I don’t remember which of us suggested that we start a podcast about old movies, but I’m certain Emilie was the brains of the venture when we were first exploring the possibility. In workshopping the idea, we laid out several ground rules: the movies we discussed on the podcast had to explore women and/or social justice topics in some way, and they had to have been made prior to 1962. Above all, the podcast had to be fun. We both had enough stressors in our lives; the podcast had to fuel our creativity and our friendship, not become just another obligation that kept us from artistic work. 

And so in July 2016 we released the first three episodes of the Screen Sirens podcast. Back then we recorded the episodes twice each month in a conference room down the hall from our offices. As other commitments and opportunities emerged and we each moved on to other jobs, we began recording the podcast monthly and remotely in the evenings after our kids’ bedtimes. 

Ours is a partnership that’s based on mutual support and encouragement, rather than on collaborative writing projects a la Rodgers and Hammerstein. The podcast’s regular schedule has reinforced our original intentions to support each other’s writing life. We continue to share calls for pitches, hold each other accountable for deadlines, celebrate submissions, commiserate over rejections, and report when we’re having a breakthrough on a particularly difficult piece or element of craft. We exchange texts and emails, but we also talk about writing — our struggles, plans, and goals — before we hit the record button during on our monthly podcast recording calls. 

Preparing for and producing content for the podcast has given us both the opportunity to engage with storytelling techniques outside of our usual genres and forms, and promoting it forces us to practice balancing deadlines and flexibility. 

Treating the podcast as a purely joyous joint venture has helped us both see it as an act of self-expression for its own sake. Except for our own loose parameters, there’s no one telling us which movies we should watch and discuss, and so we enjoy the act of researching, watching, and creating.
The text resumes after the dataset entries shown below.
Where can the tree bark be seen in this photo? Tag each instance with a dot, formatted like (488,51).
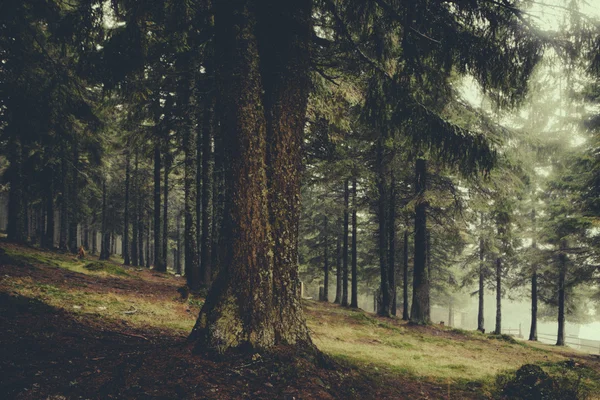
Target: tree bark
(148,244)
(345,248)
(562,273)
(165,219)
(534,293)
(192,262)
(481,294)
(141,227)
(385,307)
(64,202)
(125,239)
(392,243)
(498,329)
(104,246)
(17,210)
(338,271)
(207,195)
(354,297)
(254,302)
(134,236)
(405,313)
(177,260)
(420,312)
(49,236)
(74,194)
(158,259)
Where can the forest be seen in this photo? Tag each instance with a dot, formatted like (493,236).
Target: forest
(308,199)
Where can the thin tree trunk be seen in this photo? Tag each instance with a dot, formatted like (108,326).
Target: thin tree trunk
(192,267)
(345,248)
(562,273)
(207,195)
(64,204)
(382,210)
(125,240)
(136,211)
(534,293)
(481,294)
(104,250)
(74,194)
(354,298)
(405,313)
(338,271)
(325,260)
(17,218)
(158,264)
(420,312)
(49,236)
(498,330)
(392,243)
(165,219)
(148,244)
(177,261)
(141,227)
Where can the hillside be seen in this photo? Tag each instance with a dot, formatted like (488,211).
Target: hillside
(71,329)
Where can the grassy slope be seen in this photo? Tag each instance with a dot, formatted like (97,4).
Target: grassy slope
(437,361)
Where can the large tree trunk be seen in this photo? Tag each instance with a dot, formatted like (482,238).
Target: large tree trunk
(533,329)
(420,311)
(405,313)
(345,248)
(254,302)
(207,195)
(392,243)
(158,264)
(325,259)
(481,294)
(562,273)
(125,239)
(285,34)
(338,271)
(354,298)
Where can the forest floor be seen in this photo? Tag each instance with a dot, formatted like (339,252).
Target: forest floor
(73,329)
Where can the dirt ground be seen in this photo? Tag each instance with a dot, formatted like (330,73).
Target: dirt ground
(51,353)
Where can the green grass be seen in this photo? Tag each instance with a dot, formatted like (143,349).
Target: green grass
(444,356)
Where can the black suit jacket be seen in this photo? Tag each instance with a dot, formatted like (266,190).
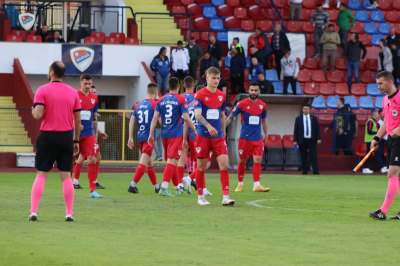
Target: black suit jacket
(299,129)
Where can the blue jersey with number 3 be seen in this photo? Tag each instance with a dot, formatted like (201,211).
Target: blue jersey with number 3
(171,108)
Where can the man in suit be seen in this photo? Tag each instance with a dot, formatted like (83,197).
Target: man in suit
(307,136)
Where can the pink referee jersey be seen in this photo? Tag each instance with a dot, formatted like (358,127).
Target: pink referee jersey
(60,102)
(391,111)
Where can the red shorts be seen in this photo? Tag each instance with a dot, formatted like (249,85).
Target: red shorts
(249,148)
(205,145)
(145,147)
(88,146)
(172,147)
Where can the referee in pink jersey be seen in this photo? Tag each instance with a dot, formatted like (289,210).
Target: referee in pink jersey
(57,105)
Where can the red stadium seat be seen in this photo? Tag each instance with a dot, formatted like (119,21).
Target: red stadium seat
(358,89)
(224,11)
(264,25)
(232,23)
(240,12)
(247,25)
(318,76)
(335,76)
(342,89)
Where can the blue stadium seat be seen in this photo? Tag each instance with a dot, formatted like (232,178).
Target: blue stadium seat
(384,28)
(372,90)
(209,12)
(377,16)
(379,102)
(271,75)
(366,102)
(351,100)
(319,102)
(217,24)
(278,87)
(370,28)
(362,16)
(331,101)
(222,36)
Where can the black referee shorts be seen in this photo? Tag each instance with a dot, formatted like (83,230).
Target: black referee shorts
(393,145)
(54,147)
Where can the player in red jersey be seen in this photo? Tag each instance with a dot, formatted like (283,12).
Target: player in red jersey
(210,117)
(142,115)
(253,113)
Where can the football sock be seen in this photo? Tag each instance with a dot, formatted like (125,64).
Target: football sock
(37,191)
(391,191)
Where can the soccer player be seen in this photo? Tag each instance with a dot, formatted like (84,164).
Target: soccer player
(57,104)
(171,109)
(143,115)
(88,141)
(210,117)
(253,113)
(391,126)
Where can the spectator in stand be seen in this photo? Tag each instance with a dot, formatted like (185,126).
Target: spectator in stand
(195,53)
(290,70)
(279,43)
(295,9)
(266,87)
(180,61)
(329,40)
(214,48)
(345,22)
(238,65)
(355,51)
(161,66)
(385,60)
(320,19)
(255,69)
(206,62)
We also enjoy the end product. 

Most importantly, the podcast keeps us accountable to each other. In each episode, Emilie’s role is to keep us moving through the basic script and my goal is to make Emilie laugh. Together, we produce something succinct and fun every month, giving us a sense of accomplishment in having completed something together.

This spring, we switched podcast platforms (no small feat for a couple of amateurs!). I found myself one Saturday morning double-checking all the new connections and feeds to make sure everything was working correctly, and I was struck with a feeling of pride. Despite job changes, moves, and new babies — not to mention a global pandemic and its many long-lasting consequences — Emilie and I have stuck with our joint project for five seasons, and at this rate we’re not likely to give up any time soon. The podcast and our partnership might shift and change to accommodate future life changes, but the Sirens, like the movies, are forever.